Question

The Lyman series corresponds to the emission lines of hydrogen atom due to the transitions of the type $n \rightarrow 1$ ($2 \rightarrow 1, 3 \rightarrow 1, 4 \rightarrow 1$, etc) where $n$ is the principal quantum number of the excited state.
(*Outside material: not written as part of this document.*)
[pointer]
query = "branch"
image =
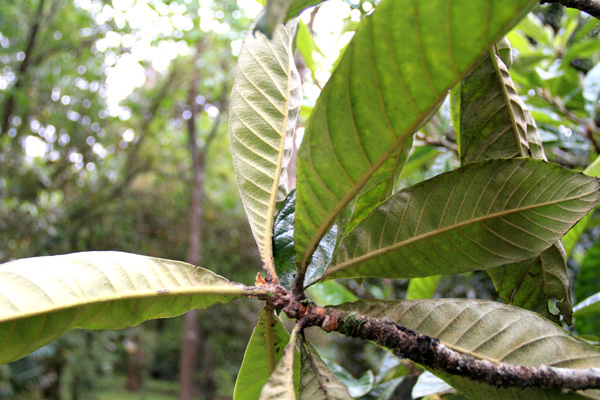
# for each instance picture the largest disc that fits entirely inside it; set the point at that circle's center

The ionization energy of the hydrogen atom can be determined by plotting:

• A. Frequency differences between successive emission lines vs emission frequencies
• B. Emission frequency vs $n^2$
• C. Emission frequency vs $1/n^2$
• D. Frequency differences between successive emission lines vs $n$

Answer 1

Answer: (C)

Emission frequency vs $1/n^2$

Answer 2

The energy of emitted photons in the Lyman series ($n \rightarrow 1$) is $h\nu = 13.6 \left(1 - \frac{1}{n^2}\right)$ eV. Rearranging gives $\nu = \frac{13.6}{h} - \frac{13.6}{h} \frac{1}{n^2}$. This is a linear equation of the form $y = c - mx$, where $y = \nu$ and $x = \frac{1}{n^2}$. The y-intercept ($c$) is $\frac{13.6}{h}$. When $1/n^2 = 0$ (corresponding to $n=\infty$), the frequency is $\nu_{max} = \frac{13.6}{h}$. The energy associated with this frequency, $h\nu_{max} = 13.6$ eV, is the ionization energy of the hydrogen atom. Thus, plotting emission frequency vs $1/n^2$ yields a straight line whose y-intercept gives the frequency corresponding to the ionization energy.